Türk hukukundaki yeri tartışmalı olan, Suriye'de cihatçılara eğitim veren, Lice'de yapılan katliamlarda sorumluluğu olduğu iddia edilen SADAT adlı kontrgerilla örgütünün kurucusu Adnan Tanrıverdi'nin Erdoğan'ın başdanışmanlığına getirilmesi de bu bakımdan tamamlaycı bir adım oldu. 

Tanrıverdi'nin bu göreve getirilmesi, aslında birkaç nokktada önem taşıyor: 

- Ordudan gerici kimliği nedeniyle emekli edilen Tanrıverdi, darbe girişiminin öncesinde de gündemde olan TSK'nın İslam Ordusu'na dahil olması yönelimini güçlendirecek bir adım olarak görülebilir.

- Tanrıverdi'nin Kürt illerine yapılan gayrinizami operasyonlarda görev aldığı biliniyor.
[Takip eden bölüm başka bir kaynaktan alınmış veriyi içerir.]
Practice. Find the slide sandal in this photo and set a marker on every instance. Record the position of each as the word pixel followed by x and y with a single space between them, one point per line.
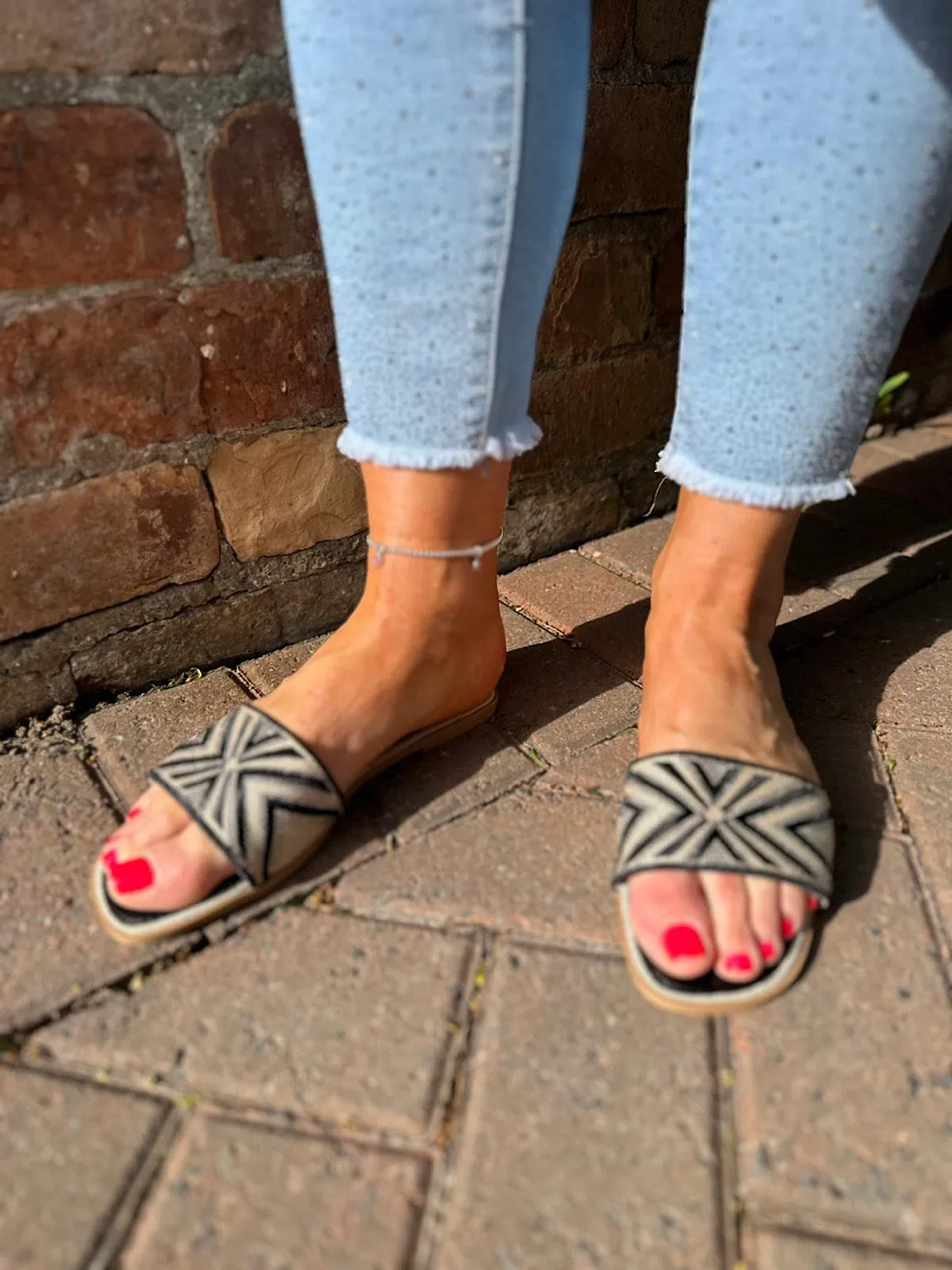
pixel 268 803
pixel 688 810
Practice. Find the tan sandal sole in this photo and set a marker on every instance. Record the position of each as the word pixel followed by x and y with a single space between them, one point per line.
pixel 414 743
pixel 705 1007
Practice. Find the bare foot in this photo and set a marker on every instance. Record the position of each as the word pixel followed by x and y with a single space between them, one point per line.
pixel 424 644
pixel 711 686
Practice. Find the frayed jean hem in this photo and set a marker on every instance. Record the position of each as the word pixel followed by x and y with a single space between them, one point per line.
pixel 386 454
pixel 688 474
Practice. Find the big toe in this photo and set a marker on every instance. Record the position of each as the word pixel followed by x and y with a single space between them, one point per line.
pixel 160 860
pixel 670 921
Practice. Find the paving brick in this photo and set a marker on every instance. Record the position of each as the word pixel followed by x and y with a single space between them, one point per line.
pixel 636 145
pixel 102 37
pixel 774 1251
pixel 522 864
pixel 599 298
pixel 809 614
pixel 921 763
pixel 445 784
pixel 611 21
pixel 130 738
pixel 669 31
pixel 103 182
pixel 843 1085
pixel 914 464
pixel 69 1149
pixel 888 666
pixel 258 184
pixel 612 1163
pixel 597 772
pixel 594 606
pixel 265 673
pixel 559 700
pixel 161 516
pixel 286 492
pixel 244 1196
pixel 585 410
pixel 52 822
pixel 632 551
pixel 305 1012
pixel 165 365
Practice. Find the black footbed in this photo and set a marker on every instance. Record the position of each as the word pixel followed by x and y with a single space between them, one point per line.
pixel 140 917
pixel 706 983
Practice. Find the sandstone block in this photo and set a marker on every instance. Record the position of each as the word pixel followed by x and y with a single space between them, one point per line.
pixel 286 492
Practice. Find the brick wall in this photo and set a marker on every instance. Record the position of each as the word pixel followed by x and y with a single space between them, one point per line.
pixel 169 489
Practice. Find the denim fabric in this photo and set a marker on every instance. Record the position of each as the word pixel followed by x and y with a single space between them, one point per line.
pixel 443 140
pixel 821 187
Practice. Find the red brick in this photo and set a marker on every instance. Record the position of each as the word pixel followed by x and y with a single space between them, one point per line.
pixel 102 542
pixel 69 1153
pixel 843 1092
pixel 90 193
pixel 244 1196
pixel 669 281
pixel 635 150
pixel 594 606
pixel 54 819
pixel 632 551
pixel 312 1014
pixel 611 23
pixel 259 189
pixel 669 31
pixel 173 36
pixel 131 737
pixel 592 1148
pixel 523 864
pixel 921 774
pixel 601 298
pixel 165 365
pixel 601 407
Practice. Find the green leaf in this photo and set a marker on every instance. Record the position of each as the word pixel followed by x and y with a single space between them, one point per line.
pixel 892 383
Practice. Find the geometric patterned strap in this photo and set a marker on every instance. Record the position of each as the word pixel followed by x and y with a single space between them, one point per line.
pixel 687 810
pixel 254 788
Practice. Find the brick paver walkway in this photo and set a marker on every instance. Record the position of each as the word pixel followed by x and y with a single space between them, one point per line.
pixel 426 1052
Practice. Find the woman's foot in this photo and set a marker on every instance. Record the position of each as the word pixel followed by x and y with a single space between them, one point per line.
pixel 426 642
pixel 711 686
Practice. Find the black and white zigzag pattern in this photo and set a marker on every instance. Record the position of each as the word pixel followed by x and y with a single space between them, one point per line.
pixel 698 812
pixel 254 788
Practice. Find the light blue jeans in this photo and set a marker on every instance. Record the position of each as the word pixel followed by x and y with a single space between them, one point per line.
pixel 443 140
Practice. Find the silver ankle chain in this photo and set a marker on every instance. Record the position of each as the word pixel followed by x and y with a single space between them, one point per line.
pixel 475 552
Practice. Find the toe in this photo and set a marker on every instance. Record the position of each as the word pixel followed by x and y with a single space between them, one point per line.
pixel 793 910
pixel 738 952
pixel 764 910
pixel 670 922
pixel 160 859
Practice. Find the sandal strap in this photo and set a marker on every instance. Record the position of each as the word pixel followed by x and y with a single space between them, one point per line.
pixel 693 812
pixel 254 788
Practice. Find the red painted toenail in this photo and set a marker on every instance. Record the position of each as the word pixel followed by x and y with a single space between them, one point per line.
pixel 683 941
pixel 131 876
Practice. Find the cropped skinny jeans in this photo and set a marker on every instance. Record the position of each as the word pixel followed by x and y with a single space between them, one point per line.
pixel 443 142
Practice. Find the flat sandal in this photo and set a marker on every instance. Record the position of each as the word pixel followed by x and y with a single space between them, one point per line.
pixel 265 800
pixel 698 812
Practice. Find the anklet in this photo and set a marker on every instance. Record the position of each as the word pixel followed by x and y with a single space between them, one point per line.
pixel 475 552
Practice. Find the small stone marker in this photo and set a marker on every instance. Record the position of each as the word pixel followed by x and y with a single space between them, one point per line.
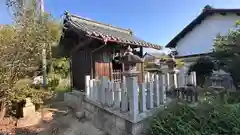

Bu yeni atama, AKP/Saray Rejimi'nin Kürt meselesindeki politik tutumunun sürekliliğine ve hatta yeni katliamların da gündeme gelebileceğini gösteriyor. Geçmişte Türkiye Hizbullahı ile bögede izlenen politikanın, doğrudan ve alenen devlet zırhıyla sürdürülmesi beklenebilir.

- Tanrıverdi aynı zamanda Ortadoğu ve Kuzey Afrika'daki faaliyetleriyle de biliniyor. Tanrıverdi'nin SADAT'ı, bu bölgedeki cihatçı örgütlere eğitimler veriyor. Tanrıverdi'nin, Erdoğan'ın bölge politikaları için de misyonlar üstlenebileceği açık.

AKP/Saray Rejimi bir kontrgerilla örgütü liderinden başdanışman çıkarmış, gazete kapatmış, gazeteci ve yazarları içeri almış bir iktidar olarak karakterini pekiştiriyor.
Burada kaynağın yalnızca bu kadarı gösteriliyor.